The five minute croissant-and-cappuccino break was, by the way, a full-immersion into real Roman life. It had absolutely nothing to do with the Synod or the Vatican or the Amazon or this pontificate.   I stood out like a seagull among blackbirds, but this really didn't matter. It was the psychological equivalent of a hot shower.

If feeling terribly sad or worried by this pontificate, find your own version of my croissant-and-cappuccino break.

But that is enough from me for the housework has slipped while I have been ill and I have several articles still to write.

*Apparently this is not as unheard of as I thought, since there is a wikipedia entry devoted to the practice of inter-species breastfeeding, and rock star Tori Amos shocked America in 1996 with a photograph showing her pretending to breastfeed a piglet.
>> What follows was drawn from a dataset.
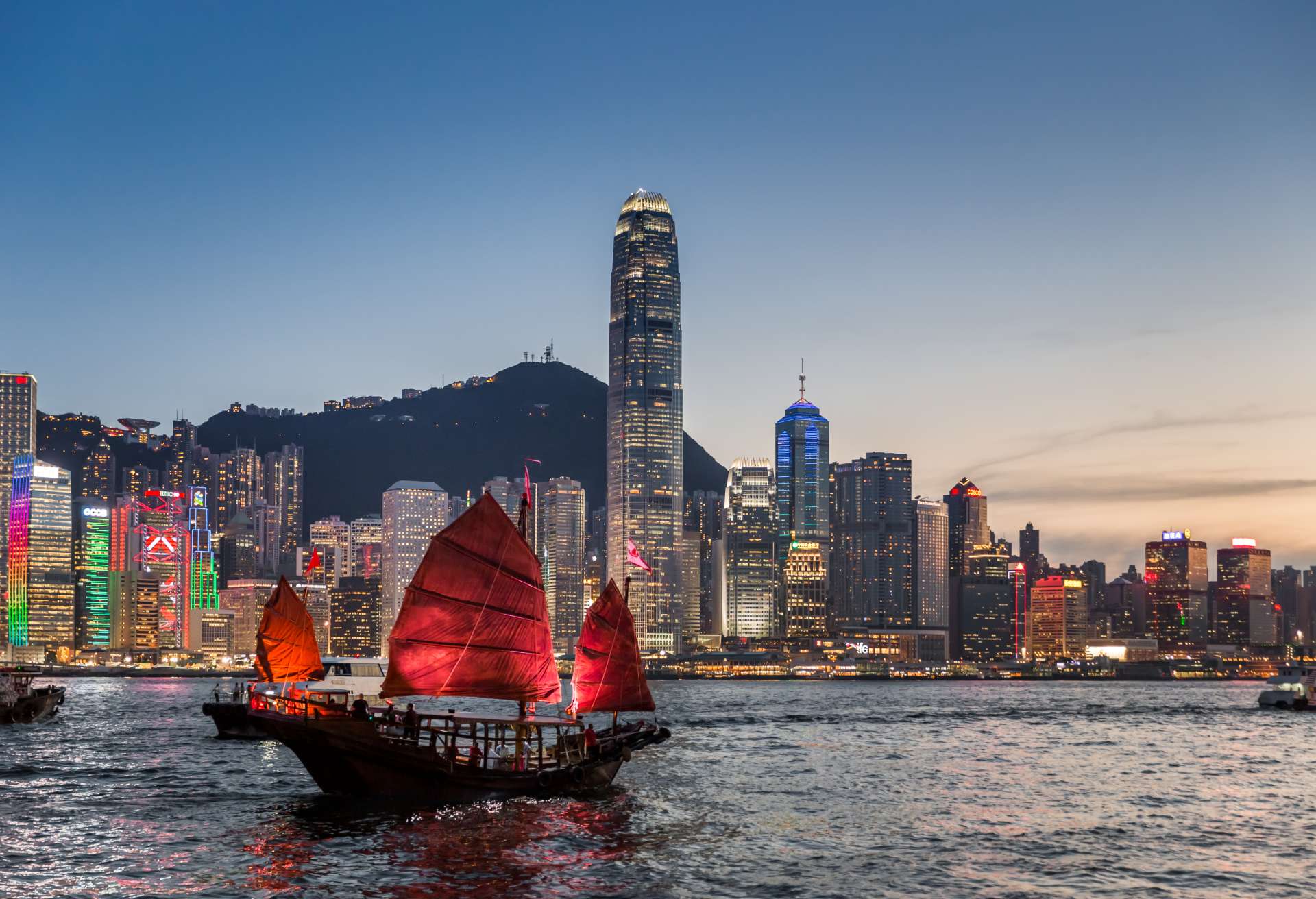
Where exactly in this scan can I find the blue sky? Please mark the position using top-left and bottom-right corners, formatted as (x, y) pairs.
(0, 1), (1316, 567)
I found also commentary suggesting that "America" is a "bigot" for being shocked. In defence of America, I am Canadian, in my late 40s, an expat, conversant in four languages, relatively cosmopolitan, and I was shocked out of my gourd.

1 comment:

  1. Hello Auntie,
    Thank you for all your good advice. There is a great deal of good sense in what you say. A bit of who I am today is patterned on things you have written, as back in 2012 I was a teenager who was single and was reading Seraphic Singles the blog, the new posts and the archives. I'm happily married now; attribute that to what you will: God, my husband's good taste, fate, or Auntie Seraphic.
    All in all, I greatly enjoy your writing; thank you for sharing it.